Establishing partnerships with healthcare systems often requires more time and planning than working with clinics one-by-one.
Key steps include: understanding the system, getting to know QI priorities, and establishing relationships with QI leaders.
Understand the structure of the healthcare system
Healthcare systems are complicated organizations. Learn the structure of the system to understand how to best support HPV vaccine improvement projects.
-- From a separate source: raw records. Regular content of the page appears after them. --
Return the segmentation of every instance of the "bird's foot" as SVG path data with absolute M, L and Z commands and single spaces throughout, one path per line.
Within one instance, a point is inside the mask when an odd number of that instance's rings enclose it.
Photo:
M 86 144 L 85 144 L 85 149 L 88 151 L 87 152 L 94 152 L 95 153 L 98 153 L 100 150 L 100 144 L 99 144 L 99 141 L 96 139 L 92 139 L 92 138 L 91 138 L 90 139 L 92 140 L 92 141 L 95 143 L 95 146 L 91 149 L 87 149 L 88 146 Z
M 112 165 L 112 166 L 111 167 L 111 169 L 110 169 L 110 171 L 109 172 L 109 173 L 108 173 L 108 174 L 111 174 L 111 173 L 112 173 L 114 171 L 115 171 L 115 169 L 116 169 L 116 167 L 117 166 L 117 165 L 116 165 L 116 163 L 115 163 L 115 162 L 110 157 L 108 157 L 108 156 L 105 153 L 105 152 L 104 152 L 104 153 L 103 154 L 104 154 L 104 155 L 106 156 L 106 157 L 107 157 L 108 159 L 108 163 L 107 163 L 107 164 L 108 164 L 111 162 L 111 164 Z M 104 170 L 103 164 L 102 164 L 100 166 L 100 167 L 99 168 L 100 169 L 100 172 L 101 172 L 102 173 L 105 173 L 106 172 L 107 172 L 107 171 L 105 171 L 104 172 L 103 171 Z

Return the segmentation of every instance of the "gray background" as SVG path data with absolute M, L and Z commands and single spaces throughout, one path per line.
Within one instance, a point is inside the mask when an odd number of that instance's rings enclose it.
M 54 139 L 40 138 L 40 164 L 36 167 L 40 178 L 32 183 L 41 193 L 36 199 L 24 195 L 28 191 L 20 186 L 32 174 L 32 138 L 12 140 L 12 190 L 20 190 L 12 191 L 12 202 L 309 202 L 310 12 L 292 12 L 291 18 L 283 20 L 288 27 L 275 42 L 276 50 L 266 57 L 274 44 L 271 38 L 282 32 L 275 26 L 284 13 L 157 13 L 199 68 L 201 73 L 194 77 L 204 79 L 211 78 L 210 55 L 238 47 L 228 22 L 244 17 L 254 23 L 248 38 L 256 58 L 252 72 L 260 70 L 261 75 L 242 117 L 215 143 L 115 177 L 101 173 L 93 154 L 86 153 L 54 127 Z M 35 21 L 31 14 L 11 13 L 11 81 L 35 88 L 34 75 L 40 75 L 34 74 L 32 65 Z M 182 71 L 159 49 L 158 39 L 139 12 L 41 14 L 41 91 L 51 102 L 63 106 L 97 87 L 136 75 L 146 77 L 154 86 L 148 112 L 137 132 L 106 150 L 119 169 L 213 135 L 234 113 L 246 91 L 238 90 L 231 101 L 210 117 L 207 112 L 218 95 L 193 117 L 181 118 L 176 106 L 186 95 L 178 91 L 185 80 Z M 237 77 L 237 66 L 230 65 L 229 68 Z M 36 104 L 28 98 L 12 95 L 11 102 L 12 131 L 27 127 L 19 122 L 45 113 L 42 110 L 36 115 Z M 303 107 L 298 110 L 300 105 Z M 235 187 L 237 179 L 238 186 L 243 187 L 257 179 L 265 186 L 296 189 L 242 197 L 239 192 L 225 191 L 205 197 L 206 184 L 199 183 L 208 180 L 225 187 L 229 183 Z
Important questions to answer include:
- How many clinics, patients, and providers does the system have?
- Who are the decision-makers?
- What is the organizational structure of the system?
- Is there a QI department or leader in the system?
- Who are the vaccination “champions”?
- How does the system set QI priorities?
- Who sets QI priorities for the system and clinics?
- How are QI priorities selected?
- Can clinics or providers choose QI priorities?
- What are the workflows in the system and in clinics?
- How do things really get done?
- Who is involved in the processes that you want to change?
- How does this system track data and metrics?
- What type of EHR do they use and what are its capabilities?
- How does the system report data to providers and clinics, and what data do providers have access to?
- Are they currently tracking HPV vaccination? If so, what measures are they using?
Knowing the answers to these questions can help ensure the sustainability of partnerships and help QI partners demonstrate how they can be of value to the health system.
Know the system’s priorities and process
Healthcare systems prioritize saving time and money, along with improving patient care. Keeping these priorities in mind can help QI partners focus their message. QI partners will have more success establishing relationships with healthcare systems if they demonstrate how their project will match these goals.
“The senior team at the system level has set the priorities for the year…. So they have set all of the goals broadly and then determined for each site what our goals are. And so I would take our site ones, and it’s like, okay, what work would help up us to get to our goal that is set for us at the system level.”
Health system QI Leader
Many healthcare systems choose QI focus areas that change on a regular cycle of 6-12 months. Successful partnerships coordinate with systems’ QI timeline. They also match partners’ projects and resources to systems’ priority areas.
Build relationships
Successful QI partners know who determines QI priorities for the health system. Decision makers are different for each system. They can have many titles and work in different roles. They can be clinicians or non-clinicians. They have a wide range of job titles, training, and backgrounds.
Titles for QI leaders can include:
QI Leader Titles
Chief for Innovation and Strategy | Director of Pediatric Population Health Initiative |
Chief Quality Officer | Director of Quality and Patient Safety |
Director of Clinical Services | Medical Director for Performance Excellence |
Director of Clinical Quality | Patient Service Manager |
Partners can identify QI leaders by looking at health system websites for job titles and responsibilities that describe quality improvement. They should also talk to people in the health system to find out who is considered a QI leader inside the organization. Identifying the QI leaders takes time and effort, but that effort will increase the likelihood of a successful and sustainable project.